Study supports antidepressants for stroke patients
CHICAGO - Doctors may want to give stroke victims antidepressants right away instead of waiting until they develop depression, a common complication, a small new study suggests.
CHICAGO - Doctors may want to give stroke victims antidepressants right away instead of waiting until they develop depression, a common complication, a small new study suggests.
The findings could lead to an expanded use for antidepressants. Someday, high-risk people such as stroke patients might take the drugs before suffering depression - just as people now take cholesterol drugs to prevent heart attacks, the lead author said.
The researchers gave low doses of the antidepressant Lexapro to stroke patients. The patients on the drug were 4.5 times less likely to develop depression than patients taking a dummy pill.
More than 700,000 Americans suffer strokes each year, and more than one-third will develop depression in the next two years. Stroke patients with depression recover more slowly and are more likely to die, according to previous research.
"We showed you could in fact prevent the development of depression after stroke," said Robert Robinson of the University of Iowa, who led the study. "I hope I don't have a stroke, but if I do, I would certainly want to be placed on an antidepressant."
Experts say strokes may damage parts of the brain affecting mood. Add to that the stress of relearning simple tasks and adjusting to impairments, and you have a recipe for depression.
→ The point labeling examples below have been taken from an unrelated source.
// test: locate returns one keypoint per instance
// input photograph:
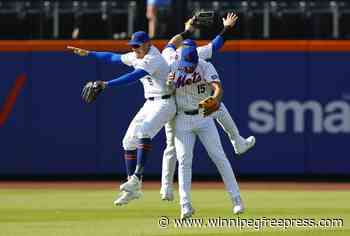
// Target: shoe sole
(125, 203)
(253, 144)
(188, 216)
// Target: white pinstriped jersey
(193, 88)
(171, 55)
(153, 63)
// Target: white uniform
(156, 111)
(222, 116)
(190, 90)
The research - funded by the National Institute of Mental Health and appearing in today's Journal of the American Medical Association - was based on an analysis of 176 stroke patients, ranging in age from 50 to 90.
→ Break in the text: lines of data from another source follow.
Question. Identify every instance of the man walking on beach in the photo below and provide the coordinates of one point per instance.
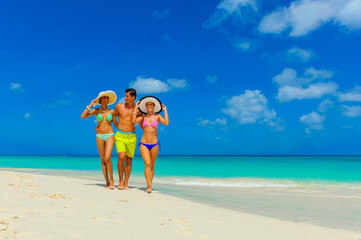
(125, 137)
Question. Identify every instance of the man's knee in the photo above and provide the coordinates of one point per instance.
(128, 160)
(121, 156)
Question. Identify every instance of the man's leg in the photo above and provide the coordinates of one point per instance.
(131, 145)
(121, 160)
(121, 149)
(128, 169)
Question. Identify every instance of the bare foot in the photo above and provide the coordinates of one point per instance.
(111, 184)
(121, 185)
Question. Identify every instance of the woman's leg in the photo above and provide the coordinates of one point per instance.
(101, 149)
(153, 156)
(109, 144)
(147, 169)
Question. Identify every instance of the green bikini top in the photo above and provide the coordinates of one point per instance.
(109, 117)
None suffered depression at the start, when they were randomly assigned to three groups: One-third took Lexapro, another third took matching dummy pills, and another received talk therapy focused on problem-solving skills.
After one year, about 9 percent of the Lexapro group had developed depression. That compared with 22 percent of the placebo-takers and 12 percent of those who got problem-solving therapy.
Charles Reynolds, a geriatric psychiatrist at the University of Pittsburgh Medical Center, said he hoped doctors start prescribing preventive antidepressants after stroke.
But with prevention, some patients take pills who never would have needed them, putting them at risk for unnecessary side effects.